Fizemos a primeira edição da Xapuri lá mesmo, na Reserva, em uma noite. Optamos por centrar na pauta socioambiental. Nossa primeira capa foi sobre os povos indígenas isolados do Acre: ‘Isolados, Bravos, Livres: Um Brasil Indígena por Conhecer”. Depois de tudo pronto, Jaime inventou de fazer uma outra boneca, “porque toda revista tem que ter número zero”.

Dessa vez finquei pé, ficamos com a capa indígena. Voltei pra Brasília com a boneca praticamente pronta e com a missão de dar um jeito de imprimir. Nos dias seguintes, o Jaime veio pra Formosa, pra convencer minha irmã Lúcia a revisar a revista, “de grátis”. Com a primeira revista impressa, a próxima tarefa foi montar o Conselho Editorial.

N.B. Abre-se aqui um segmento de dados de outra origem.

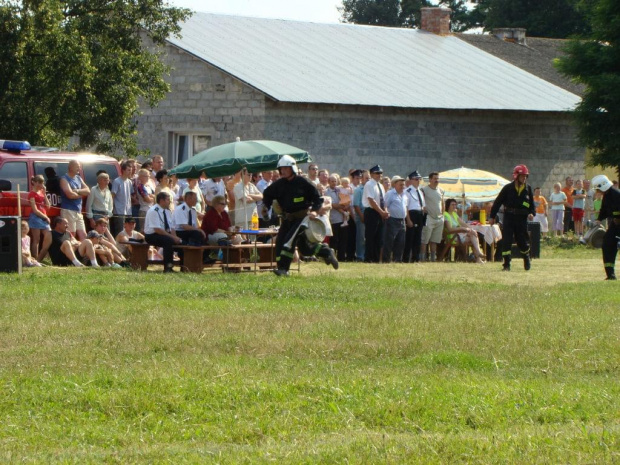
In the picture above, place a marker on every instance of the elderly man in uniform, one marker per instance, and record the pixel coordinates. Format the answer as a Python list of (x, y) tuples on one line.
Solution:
[(395, 225), (415, 218), (518, 202), (360, 230), (610, 208), (298, 198), (375, 214), (159, 228)]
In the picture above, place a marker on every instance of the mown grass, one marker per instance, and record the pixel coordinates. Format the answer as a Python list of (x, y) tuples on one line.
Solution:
[(433, 363)]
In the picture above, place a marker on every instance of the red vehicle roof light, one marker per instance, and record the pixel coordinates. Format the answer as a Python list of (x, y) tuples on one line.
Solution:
[(14, 145)]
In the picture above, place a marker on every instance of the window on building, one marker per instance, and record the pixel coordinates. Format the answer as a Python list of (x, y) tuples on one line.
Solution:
[(17, 173), (186, 146)]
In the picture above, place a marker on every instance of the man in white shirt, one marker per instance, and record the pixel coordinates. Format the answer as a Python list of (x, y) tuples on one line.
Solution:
[(159, 229), (261, 185), (122, 188), (375, 214), (185, 222), (395, 227), (415, 218), (433, 229), (212, 187)]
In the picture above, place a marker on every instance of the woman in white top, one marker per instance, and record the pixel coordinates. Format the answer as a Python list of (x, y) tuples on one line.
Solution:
[(99, 203), (192, 186), (244, 210)]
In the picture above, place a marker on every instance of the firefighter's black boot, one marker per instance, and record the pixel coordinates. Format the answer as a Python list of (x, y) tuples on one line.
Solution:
[(611, 275)]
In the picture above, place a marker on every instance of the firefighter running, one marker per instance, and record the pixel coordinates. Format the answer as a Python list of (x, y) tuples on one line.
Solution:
[(518, 203), (610, 211), (295, 196)]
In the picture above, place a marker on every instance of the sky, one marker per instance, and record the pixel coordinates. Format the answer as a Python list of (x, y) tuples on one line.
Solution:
[(321, 11)]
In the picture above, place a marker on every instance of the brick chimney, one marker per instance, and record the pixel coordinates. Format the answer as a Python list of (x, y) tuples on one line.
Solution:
[(511, 34), (436, 20)]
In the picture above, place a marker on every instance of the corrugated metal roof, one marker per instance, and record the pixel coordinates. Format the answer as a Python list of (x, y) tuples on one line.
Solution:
[(294, 61)]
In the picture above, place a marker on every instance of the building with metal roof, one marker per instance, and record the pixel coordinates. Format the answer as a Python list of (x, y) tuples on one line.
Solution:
[(354, 96)]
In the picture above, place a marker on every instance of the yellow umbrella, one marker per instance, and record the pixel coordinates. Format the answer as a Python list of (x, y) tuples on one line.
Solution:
[(470, 184)]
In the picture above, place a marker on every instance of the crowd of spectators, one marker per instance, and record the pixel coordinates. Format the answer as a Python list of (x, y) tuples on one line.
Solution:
[(369, 216)]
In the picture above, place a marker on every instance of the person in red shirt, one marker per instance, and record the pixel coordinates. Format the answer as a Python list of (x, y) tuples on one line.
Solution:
[(38, 221), (569, 225)]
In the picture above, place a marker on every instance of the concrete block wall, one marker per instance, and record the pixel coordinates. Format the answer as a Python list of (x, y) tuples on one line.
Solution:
[(202, 100), (401, 140)]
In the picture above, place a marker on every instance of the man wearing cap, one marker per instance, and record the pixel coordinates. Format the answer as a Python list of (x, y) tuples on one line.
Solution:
[(375, 214), (395, 228), (518, 201), (358, 209), (433, 229), (297, 198), (415, 218), (610, 210), (185, 221), (159, 229)]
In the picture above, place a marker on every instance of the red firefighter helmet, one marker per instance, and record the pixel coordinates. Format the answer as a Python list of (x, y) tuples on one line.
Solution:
[(520, 169)]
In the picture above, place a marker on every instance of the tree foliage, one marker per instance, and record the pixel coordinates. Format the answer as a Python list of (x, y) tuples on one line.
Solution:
[(542, 18), (596, 63), (80, 68)]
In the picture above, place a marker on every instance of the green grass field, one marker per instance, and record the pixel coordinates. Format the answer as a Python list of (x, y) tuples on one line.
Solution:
[(432, 363)]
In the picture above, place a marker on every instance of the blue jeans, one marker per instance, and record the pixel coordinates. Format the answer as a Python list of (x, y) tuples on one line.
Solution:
[(360, 243)]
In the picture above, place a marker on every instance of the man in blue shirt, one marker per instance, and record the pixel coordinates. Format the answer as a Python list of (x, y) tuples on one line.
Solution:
[(72, 189), (360, 244), (396, 205)]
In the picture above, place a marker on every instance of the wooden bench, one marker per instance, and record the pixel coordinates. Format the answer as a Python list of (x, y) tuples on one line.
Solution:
[(139, 257), (236, 257)]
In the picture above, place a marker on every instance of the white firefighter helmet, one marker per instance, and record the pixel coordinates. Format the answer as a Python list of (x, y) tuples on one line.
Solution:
[(601, 182), (287, 160)]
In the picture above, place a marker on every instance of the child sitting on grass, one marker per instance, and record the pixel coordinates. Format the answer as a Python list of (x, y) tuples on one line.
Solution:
[(27, 258)]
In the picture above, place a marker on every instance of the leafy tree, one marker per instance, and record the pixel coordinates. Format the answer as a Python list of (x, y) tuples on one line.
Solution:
[(542, 18), (80, 67), (596, 63), (401, 13)]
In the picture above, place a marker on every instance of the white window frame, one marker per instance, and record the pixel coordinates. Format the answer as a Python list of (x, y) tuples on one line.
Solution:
[(191, 148)]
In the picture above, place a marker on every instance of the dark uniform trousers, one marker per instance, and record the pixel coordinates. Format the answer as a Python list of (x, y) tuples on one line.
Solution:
[(373, 235), (339, 239), (610, 244), (284, 254), (351, 239), (515, 226), (413, 237), (165, 242)]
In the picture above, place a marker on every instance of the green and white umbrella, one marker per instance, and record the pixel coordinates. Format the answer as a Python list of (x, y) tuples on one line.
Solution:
[(228, 159)]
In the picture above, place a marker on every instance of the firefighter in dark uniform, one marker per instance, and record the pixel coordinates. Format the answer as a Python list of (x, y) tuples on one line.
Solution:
[(518, 202), (610, 210), (297, 197)]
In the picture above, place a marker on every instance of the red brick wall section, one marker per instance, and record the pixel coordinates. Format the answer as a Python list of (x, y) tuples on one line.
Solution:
[(436, 20)]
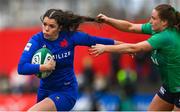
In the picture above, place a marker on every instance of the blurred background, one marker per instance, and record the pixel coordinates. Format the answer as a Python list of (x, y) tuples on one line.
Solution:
[(108, 82)]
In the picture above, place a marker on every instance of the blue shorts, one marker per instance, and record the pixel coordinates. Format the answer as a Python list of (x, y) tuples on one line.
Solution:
[(173, 98), (64, 100)]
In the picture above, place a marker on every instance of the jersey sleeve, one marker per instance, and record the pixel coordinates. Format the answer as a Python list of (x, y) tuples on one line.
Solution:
[(84, 39), (24, 66), (147, 28)]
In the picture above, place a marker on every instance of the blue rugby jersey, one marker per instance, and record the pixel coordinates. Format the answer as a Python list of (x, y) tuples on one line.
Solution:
[(63, 52)]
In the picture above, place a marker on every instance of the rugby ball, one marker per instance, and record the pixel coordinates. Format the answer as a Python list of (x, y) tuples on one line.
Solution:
[(42, 56)]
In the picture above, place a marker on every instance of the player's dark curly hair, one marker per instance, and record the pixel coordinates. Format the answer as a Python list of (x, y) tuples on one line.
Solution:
[(66, 19), (167, 12)]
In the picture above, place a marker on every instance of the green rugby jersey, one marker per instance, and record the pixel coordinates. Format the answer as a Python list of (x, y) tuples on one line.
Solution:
[(166, 55)]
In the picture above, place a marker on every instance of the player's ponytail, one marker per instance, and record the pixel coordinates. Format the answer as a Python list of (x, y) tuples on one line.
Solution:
[(168, 13), (66, 19)]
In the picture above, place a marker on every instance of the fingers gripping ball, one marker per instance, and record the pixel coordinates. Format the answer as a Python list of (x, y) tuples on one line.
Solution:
[(42, 56)]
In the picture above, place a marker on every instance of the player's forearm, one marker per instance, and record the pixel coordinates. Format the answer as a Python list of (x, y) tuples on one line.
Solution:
[(119, 24), (122, 48)]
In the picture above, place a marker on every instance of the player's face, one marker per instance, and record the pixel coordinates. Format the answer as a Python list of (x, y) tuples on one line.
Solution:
[(50, 29), (157, 23)]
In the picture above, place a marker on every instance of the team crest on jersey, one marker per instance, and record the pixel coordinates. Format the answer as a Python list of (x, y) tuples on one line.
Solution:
[(64, 43), (28, 46)]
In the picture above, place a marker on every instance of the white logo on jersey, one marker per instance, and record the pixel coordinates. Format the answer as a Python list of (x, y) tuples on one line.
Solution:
[(28, 46), (162, 90)]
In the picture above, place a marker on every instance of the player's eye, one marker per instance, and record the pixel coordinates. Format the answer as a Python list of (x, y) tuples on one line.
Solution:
[(44, 24), (52, 26)]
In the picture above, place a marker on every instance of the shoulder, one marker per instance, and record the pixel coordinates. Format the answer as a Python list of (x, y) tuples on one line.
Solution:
[(37, 36)]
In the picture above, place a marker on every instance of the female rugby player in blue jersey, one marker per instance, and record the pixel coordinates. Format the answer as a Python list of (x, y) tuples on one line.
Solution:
[(164, 28), (58, 92)]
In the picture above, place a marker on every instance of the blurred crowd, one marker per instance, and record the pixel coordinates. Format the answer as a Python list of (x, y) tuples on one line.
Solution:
[(23, 13), (125, 85), (118, 90)]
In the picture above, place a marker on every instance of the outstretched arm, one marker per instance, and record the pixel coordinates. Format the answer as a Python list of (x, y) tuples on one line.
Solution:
[(120, 24), (121, 48)]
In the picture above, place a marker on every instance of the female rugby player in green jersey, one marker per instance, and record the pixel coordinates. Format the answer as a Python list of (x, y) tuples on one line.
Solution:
[(164, 28)]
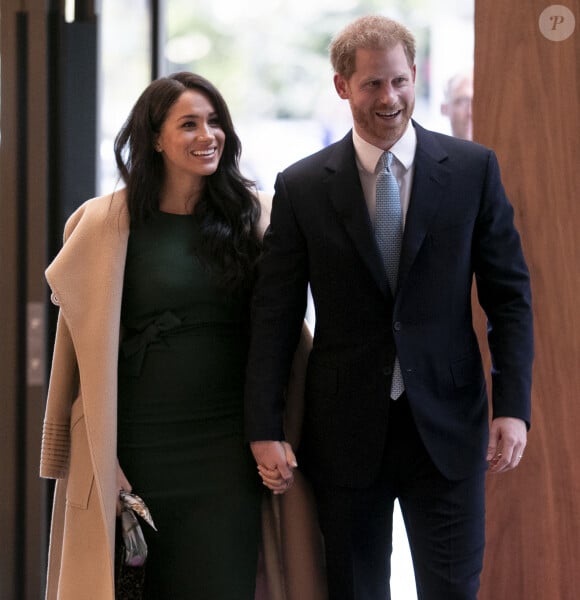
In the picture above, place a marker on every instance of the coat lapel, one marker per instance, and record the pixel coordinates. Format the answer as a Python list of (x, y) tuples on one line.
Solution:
[(347, 197), (86, 279)]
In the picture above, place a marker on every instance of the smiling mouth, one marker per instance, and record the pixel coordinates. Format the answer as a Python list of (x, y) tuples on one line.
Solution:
[(204, 153), (389, 115)]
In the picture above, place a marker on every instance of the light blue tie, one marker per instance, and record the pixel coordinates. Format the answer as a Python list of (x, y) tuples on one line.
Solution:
[(389, 235)]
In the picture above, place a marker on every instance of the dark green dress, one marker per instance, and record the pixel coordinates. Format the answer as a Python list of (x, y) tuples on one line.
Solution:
[(180, 439)]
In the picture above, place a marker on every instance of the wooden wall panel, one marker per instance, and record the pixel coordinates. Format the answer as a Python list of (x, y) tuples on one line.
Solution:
[(527, 107)]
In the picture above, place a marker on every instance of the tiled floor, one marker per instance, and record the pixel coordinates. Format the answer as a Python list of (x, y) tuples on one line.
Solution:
[(402, 576)]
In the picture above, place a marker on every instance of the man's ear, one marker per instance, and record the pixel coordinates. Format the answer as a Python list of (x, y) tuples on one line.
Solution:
[(341, 86)]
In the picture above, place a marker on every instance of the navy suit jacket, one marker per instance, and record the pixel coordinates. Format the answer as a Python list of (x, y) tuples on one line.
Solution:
[(459, 224)]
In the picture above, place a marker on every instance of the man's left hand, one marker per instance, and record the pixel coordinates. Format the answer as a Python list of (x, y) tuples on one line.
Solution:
[(507, 442)]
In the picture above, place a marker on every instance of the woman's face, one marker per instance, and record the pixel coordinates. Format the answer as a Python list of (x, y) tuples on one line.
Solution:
[(191, 138)]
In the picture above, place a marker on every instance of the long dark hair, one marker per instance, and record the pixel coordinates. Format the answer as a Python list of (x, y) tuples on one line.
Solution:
[(228, 209)]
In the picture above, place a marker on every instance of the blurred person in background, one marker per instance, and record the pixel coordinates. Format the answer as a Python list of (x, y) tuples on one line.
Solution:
[(456, 105)]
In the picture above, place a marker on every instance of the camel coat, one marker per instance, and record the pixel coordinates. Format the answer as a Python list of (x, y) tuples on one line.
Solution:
[(80, 425)]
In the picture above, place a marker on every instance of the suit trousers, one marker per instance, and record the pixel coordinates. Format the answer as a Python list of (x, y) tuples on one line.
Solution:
[(445, 523)]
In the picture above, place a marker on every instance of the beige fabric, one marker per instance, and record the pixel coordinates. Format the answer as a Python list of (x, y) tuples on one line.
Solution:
[(79, 432), (293, 548)]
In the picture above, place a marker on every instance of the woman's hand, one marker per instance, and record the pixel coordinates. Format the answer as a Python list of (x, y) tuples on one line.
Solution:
[(276, 469), (122, 484)]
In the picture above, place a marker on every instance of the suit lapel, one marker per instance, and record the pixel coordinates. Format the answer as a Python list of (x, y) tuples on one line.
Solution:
[(429, 183), (348, 200)]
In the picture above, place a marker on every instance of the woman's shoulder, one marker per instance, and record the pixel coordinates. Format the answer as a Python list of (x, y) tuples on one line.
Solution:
[(97, 210), (265, 200)]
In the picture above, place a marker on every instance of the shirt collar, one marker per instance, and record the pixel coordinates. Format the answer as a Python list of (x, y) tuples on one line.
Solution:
[(403, 150)]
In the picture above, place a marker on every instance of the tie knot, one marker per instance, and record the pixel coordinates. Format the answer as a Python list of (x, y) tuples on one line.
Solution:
[(386, 161)]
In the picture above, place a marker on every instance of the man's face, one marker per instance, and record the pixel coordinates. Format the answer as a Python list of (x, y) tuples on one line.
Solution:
[(381, 94)]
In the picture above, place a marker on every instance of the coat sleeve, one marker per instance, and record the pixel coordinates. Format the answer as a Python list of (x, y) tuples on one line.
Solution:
[(504, 291), (62, 390)]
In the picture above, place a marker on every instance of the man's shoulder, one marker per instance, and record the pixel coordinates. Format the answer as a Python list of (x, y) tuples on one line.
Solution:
[(429, 138), (321, 158)]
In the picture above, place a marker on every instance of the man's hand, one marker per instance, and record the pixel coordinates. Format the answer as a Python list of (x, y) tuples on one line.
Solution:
[(276, 462), (507, 442)]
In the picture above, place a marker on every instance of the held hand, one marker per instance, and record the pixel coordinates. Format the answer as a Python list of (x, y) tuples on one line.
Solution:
[(507, 442), (122, 484), (276, 462)]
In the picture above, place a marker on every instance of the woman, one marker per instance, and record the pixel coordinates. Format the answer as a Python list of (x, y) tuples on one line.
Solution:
[(153, 284)]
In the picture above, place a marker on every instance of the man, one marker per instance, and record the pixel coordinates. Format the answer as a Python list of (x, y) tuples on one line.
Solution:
[(457, 105), (395, 399)]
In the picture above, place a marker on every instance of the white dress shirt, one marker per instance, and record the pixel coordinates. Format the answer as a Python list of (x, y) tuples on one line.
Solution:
[(367, 159)]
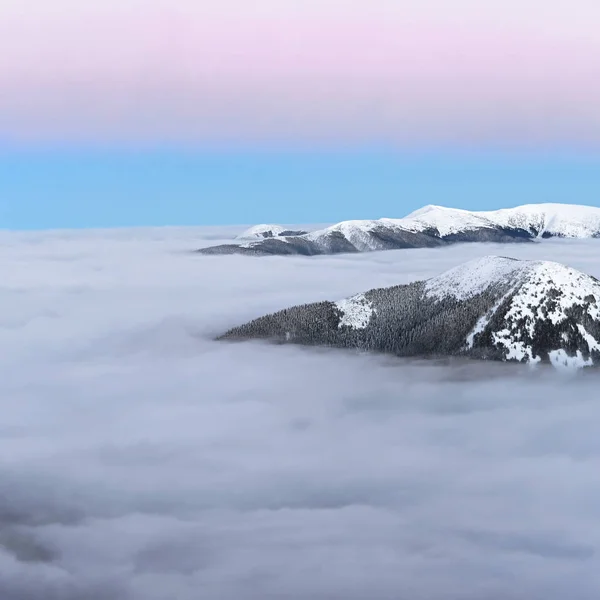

Jaime fez questão de visitar, explicar o projeto e convidar pessoalmente cada conselheiro e cada conselheira (até a doença agravar, nos seus últimos meses de vida, nunca abriu mão dessa tarefa). Daqui rumamos pra Goiânia, para convidar o arqueólogo Altair Sales Barbosa, nosso primeiro conselheiro. “O mais sabido de nóis,” segundo o Jaime.

Trilhamos uma linda jornada. Em 80 meses, Jaime fez questão de decidir, mensalmente, o tema da capa e, quase sempre, escrever ele mesmo. Às vezes, ligava pra falar da ótima ideia que teve, às vezes sumia e, no dia certo, lá vinha o texto pronto, impecável.

Na sexta-feira, 9 de julho, quando preparávamos a Xapuri 81, pela primeira vez em sete anos, ele me pediu para cuidar de tudo. Foi uma conversa triste, ele estava agoniado com os rumos da doença e com a tragédia que o Brasil enfrentava. Não falamos em morte, mas eu sabia que era o fim.

Hoje, cá estamos nós, sem as capas do Jaime, sem as pautas do Jaime, sem o linguajar do Jaime, sem o jaimês da Xapuri, mas na labuta, firmes na resistência. Mês sim, mês sim de novo, como você sonhava, Jaiminho, carcamos porva e, enfim, chegamos à nossa edição número 100. E, depois da Xapuri 100, como era desejo seu, a gente segue esperneando.

Fica tranquilo, camarada, que por aqui tá tudo direitim.